Dengan memandang dan memercayakan keselamatan pada anugerah Allah tersebut, pada saat yang sama seseorang mendapatkan keselamatan, yakni hidup yang kekal. Hidup kekal yang dimaksud bukan semata-mata kehidupan di seberang kematian, melainkan dapat terjadi pada saat ini juga, yakni dengan hidup berpartisipasi dalam mewujudkan Kerajaan Allah kini dan di sini, yang oleh Paulus diungkapkan, “Kita ini buatan Allah, diciptakan dalam Kristus Yesus untuk melakukan pekerjaan baik, yang dipersiapkan Allah sebelumnya, Ia mau supaya kita hidup di dalamnya” (Efesus 2:10).

 

Mirip dengan kisah ular tembaga dan pernyataan Yesus kepada Nikodemus, Paulus memulai dengan mengingatkan kepada orang percaya di Efesus bahwa mereka sebelumnya telah mati karena pelanggaran dan dosa-dosa mereka (Efesus 2:1). Paulus menegaskan bahwa dirinya, maupun rekan-rekannya adalah orang-orang yang sama, yang dulunya adalah orang-orang berdosa dan pantas untuk dimurkai, akan tetapi oleh kasih karunia Allah mereka telah dipulihkan, mereka telah diselamatkan melalui pengurbanan Yesus di kayu salib (peninggian Anak Manusia).

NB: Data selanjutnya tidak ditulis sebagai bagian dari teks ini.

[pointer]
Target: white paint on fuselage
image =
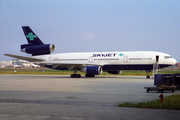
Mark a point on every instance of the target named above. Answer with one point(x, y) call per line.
point(109, 58)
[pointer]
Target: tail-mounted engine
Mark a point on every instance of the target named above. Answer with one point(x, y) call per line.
point(92, 70)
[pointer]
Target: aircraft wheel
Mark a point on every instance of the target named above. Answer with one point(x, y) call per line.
point(75, 75)
point(72, 75)
point(148, 76)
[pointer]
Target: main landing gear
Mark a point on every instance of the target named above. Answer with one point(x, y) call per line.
point(148, 76)
point(75, 75)
point(88, 75)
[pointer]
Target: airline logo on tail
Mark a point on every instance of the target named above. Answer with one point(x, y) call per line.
point(31, 36)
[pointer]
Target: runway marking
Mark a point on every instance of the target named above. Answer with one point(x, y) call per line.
point(58, 102)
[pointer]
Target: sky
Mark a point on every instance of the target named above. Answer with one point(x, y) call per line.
point(92, 25)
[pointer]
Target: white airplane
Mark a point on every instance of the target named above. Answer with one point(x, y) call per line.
point(34, 66)
point(92, 63)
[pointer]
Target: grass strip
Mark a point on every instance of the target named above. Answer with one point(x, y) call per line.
point(46, 71)
point(169, 102)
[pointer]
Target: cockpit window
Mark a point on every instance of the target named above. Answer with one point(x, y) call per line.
point(167, 57)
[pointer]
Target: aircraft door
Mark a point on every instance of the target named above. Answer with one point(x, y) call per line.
point(157, 58)
point(125, 59)
point(90, 59)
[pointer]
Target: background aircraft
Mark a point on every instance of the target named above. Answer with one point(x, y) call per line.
point(92, 63)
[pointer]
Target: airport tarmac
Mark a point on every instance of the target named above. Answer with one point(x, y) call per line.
point(59, 97)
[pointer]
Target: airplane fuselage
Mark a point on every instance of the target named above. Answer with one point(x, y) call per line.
point(110, 61)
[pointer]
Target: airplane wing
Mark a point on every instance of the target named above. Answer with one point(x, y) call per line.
point(30, 59)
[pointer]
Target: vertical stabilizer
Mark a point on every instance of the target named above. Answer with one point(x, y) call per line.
point(31, 37)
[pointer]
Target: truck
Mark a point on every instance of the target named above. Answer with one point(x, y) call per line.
point(163, 82)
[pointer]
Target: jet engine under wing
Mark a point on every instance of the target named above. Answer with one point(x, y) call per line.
point(30, 59)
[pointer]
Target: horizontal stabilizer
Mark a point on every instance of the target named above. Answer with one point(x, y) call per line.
point(30, 59)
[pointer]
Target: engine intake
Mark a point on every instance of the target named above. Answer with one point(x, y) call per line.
point(38, 49)
point(115, 72)
point(92, 70)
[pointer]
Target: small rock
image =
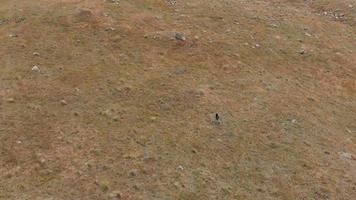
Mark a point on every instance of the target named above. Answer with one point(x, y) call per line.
point(104, 186)
point(13, 35)
point(133, 173)
point(35, 68)
point(115, 195)
point(180, 168)
point(302, 52)
point(346, 155)
point(64, 102)
point(10, 100)
point(180, 37)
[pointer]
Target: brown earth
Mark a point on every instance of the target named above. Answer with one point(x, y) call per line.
point(121, 109)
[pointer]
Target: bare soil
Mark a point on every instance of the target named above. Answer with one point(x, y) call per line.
point(121, 107)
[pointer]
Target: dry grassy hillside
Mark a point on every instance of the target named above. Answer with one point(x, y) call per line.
point(117, 99)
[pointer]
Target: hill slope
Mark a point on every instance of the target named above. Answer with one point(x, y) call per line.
point(117, 99)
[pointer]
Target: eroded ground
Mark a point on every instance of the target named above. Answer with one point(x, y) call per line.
point(119, 107)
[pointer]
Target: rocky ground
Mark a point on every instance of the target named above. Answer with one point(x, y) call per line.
point(118, 99)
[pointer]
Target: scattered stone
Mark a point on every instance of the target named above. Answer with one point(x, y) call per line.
point(133, 173)
point(180, 168)
point(180, 37)
point(13, 35)
point(35, 68)
point(64, 102)
point(104, 186)
point(302, 52)
point(115, 195)
point(10, 100)
point(346, 155)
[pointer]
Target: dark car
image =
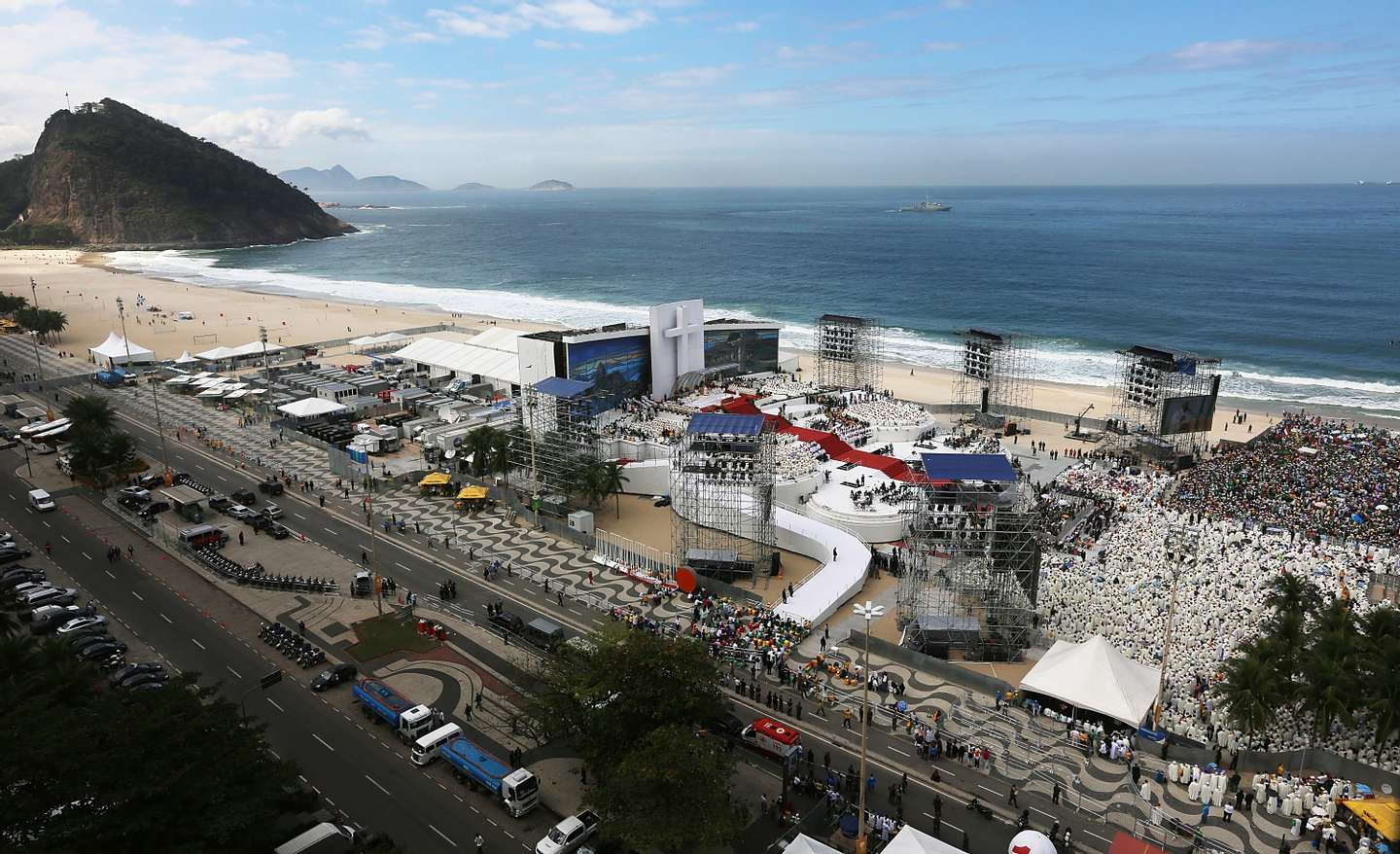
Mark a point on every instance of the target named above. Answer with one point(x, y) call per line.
point(132, 669)
point(332, 676)
point(508, 621)
point(139, 679)
point(104, 650)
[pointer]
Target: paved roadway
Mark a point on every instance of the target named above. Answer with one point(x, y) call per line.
point(420, 570)
point(371, 781)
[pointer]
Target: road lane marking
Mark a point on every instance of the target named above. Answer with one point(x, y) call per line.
point(377, 786)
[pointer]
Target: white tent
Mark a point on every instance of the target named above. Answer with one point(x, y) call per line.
point(311, 408)
point(1095, 676)
point(115, 349)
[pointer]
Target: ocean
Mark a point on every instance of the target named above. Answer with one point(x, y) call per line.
point(1295, 289)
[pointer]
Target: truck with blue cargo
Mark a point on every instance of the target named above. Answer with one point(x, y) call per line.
point(378, 701)
point(517, 790)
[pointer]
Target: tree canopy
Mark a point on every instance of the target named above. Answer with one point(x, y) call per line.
point(630, 707)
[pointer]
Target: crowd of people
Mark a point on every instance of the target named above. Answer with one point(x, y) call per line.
point(1307, 475)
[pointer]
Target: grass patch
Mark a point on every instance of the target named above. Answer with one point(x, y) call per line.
point(388, 633)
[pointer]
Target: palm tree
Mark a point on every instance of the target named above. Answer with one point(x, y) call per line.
point(1250, 691)
point(612, 479)
point(1292, 592)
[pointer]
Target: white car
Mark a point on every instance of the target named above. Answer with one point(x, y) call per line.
point(569, 835)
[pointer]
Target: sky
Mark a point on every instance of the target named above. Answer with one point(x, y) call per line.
point(712, 92)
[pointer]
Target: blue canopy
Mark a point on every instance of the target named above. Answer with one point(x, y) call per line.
point(967, 467)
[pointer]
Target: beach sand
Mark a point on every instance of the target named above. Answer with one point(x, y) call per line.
point(77, 284)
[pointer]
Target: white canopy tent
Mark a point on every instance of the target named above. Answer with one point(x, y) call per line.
point(1095, 676)
point(311, 408)
point(118, 350)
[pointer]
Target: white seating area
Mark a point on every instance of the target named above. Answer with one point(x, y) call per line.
point(1120, 588)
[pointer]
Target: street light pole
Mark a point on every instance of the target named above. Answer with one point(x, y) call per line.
point(869, 612)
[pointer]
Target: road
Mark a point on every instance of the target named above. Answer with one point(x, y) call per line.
point(349, 762)
point(420, 570)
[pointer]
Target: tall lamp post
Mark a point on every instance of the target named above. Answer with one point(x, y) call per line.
point(1180, 551)
point(156, 401)
point(869, 612)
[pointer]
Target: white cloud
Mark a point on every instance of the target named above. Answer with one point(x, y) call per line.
point(581, 16)
point(262, 127)
point(693, 77)
point(1234, 53)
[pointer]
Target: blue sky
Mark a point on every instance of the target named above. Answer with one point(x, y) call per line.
point(700, 92)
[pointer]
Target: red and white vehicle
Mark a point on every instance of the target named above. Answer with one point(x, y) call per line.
point(772, 736)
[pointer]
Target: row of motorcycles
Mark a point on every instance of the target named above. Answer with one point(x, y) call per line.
point(292, 644)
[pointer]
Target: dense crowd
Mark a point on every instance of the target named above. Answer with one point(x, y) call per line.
point(1305, 475)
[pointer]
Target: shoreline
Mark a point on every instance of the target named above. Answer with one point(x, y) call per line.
point(62, 271)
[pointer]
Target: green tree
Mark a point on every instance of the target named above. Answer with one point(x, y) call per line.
point(662, 789)
point(167, 770)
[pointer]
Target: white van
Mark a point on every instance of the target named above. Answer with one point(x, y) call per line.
point(425, 749)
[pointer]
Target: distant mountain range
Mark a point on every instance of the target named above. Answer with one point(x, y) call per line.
point(339, 178)
point(110, 177)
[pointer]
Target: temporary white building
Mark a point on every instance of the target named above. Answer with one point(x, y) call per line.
point(118, 350)
point(493, 356)
point(311, 408)
point(1095, 676)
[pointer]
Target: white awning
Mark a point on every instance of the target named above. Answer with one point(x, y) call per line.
point(1097, 676)
point(309, 408)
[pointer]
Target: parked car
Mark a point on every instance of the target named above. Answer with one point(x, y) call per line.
point(133, 669)
point(139, 679)
point(104, 650)
point(333, 676)
point(72, 626)
point(10, 552)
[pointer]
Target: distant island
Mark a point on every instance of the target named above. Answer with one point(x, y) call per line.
point(337, 178)
point(110, 177)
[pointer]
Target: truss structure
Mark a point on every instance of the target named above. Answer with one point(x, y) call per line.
point(1149, 395)
point(998, 374)
point(849, 351)
point(973, 571)
point(721, 486)
point(557, 436)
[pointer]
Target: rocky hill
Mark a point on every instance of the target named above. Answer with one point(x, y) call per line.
point(339, 178)
point(111, 177)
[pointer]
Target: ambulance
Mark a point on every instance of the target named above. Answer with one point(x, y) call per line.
point(773, 738)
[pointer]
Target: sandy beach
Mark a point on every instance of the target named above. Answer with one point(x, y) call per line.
point(80, 286)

Melalui cara tersebut kita memperoleh jalan keselamatan dan menerima hidup yang kekal. Paulus menegaskan bahwa itu semua bukan hasil usaha diri sendiri, melainkan semata-mata karena anugerah-Nya yang besar.

 

Allah telah menyediakan suatu cara, yang dengan itu manusia dibebaskan dari keadaan buruk, keterasingan, dan penghukuman. Pembebasan yang demikian ibarat manusia itu dipulihkan lagi pada kodratnya “lahir baru”. Ini hanya dapat diperoleh dari anugerah Allah. Kelahiran baru yang sama sekali mengatasi kuasa manusia dan yang sepenuhnya ada di tangan Allah. Meskipun demikian, yang menjadi catatan untuk kita renungkan adalah tanggapan kita terhadap anugerah Allah itu. Tanggapan itu mestinya melihat dan memandang salib artinya sejajar dengan percaya atau lebih tepatnya mempercayakan diri pada karya kasih Allah melalui salib Kristus, dan selanjutnya menata hidup sesuai dengan apa yang dipercayai itu, yakni mengerjakan pekerjaan baik yang dirancangkan oleh Bapa!